Con la lettura delle commoventi parole della nipote Stella rivolte a suo nonno ed il breve ricordo della figlia Maria Luisa – che martedì 12 aprile aveva già più compiutamente presentato agli alunni delle scuole medie la triste vicenda del padre con le stesse commoventi parole tratte da un’intervista da lui rilasciata a suo tempo – si è concluso il ricordo di una triste vicenda, immortalandone il nome sulla pietra.

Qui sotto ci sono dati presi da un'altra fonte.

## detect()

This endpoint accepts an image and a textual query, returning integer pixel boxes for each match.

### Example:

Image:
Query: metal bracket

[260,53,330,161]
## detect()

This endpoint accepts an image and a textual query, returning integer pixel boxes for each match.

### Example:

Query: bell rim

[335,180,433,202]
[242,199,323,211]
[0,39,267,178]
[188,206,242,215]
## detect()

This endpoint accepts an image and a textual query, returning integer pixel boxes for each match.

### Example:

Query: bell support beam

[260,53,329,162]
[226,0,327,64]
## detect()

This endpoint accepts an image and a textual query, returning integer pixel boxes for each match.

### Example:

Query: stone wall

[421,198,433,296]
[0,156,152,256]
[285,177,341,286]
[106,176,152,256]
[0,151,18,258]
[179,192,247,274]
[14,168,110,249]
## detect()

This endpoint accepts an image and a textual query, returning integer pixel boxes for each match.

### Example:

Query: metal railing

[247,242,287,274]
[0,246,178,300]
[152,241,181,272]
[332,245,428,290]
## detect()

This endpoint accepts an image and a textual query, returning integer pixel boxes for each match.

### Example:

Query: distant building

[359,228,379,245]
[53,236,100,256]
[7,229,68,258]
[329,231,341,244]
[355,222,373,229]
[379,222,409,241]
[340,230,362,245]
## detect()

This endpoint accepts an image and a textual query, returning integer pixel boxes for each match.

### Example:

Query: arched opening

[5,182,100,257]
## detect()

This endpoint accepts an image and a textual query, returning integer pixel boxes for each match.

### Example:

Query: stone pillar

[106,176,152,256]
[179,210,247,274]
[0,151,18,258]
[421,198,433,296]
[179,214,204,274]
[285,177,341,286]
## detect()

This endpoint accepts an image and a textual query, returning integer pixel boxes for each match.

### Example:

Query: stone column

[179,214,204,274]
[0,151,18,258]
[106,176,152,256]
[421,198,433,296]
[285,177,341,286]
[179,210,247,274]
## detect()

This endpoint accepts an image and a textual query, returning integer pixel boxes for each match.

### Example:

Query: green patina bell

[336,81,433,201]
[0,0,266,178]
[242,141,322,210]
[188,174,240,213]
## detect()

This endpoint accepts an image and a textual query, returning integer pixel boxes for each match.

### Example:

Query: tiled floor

Paolo Baima, dopo l’8 settembre 1943, per evitare la leva fascista, fugge in montagna a Martassina (Valli di Lanzo) insieme al cugino Pietro Baima; successivamente vengono aggregati alla XI Brigata Garibaldi. Sempre col cugino è poi catturato il 7 marzo 1944 e condotto alle Nuove, dove incontra il compaesano Carlo Noveri. Successivamente da Porta Nuova via Bergamo viene tradotto a Mauthausen, spogliato e rivestito con una casacca a strisce marchiata col numero 58681, quindi trasferito ai lavori forzati a Gusen 2, dove scava gallerie a suon di frustate.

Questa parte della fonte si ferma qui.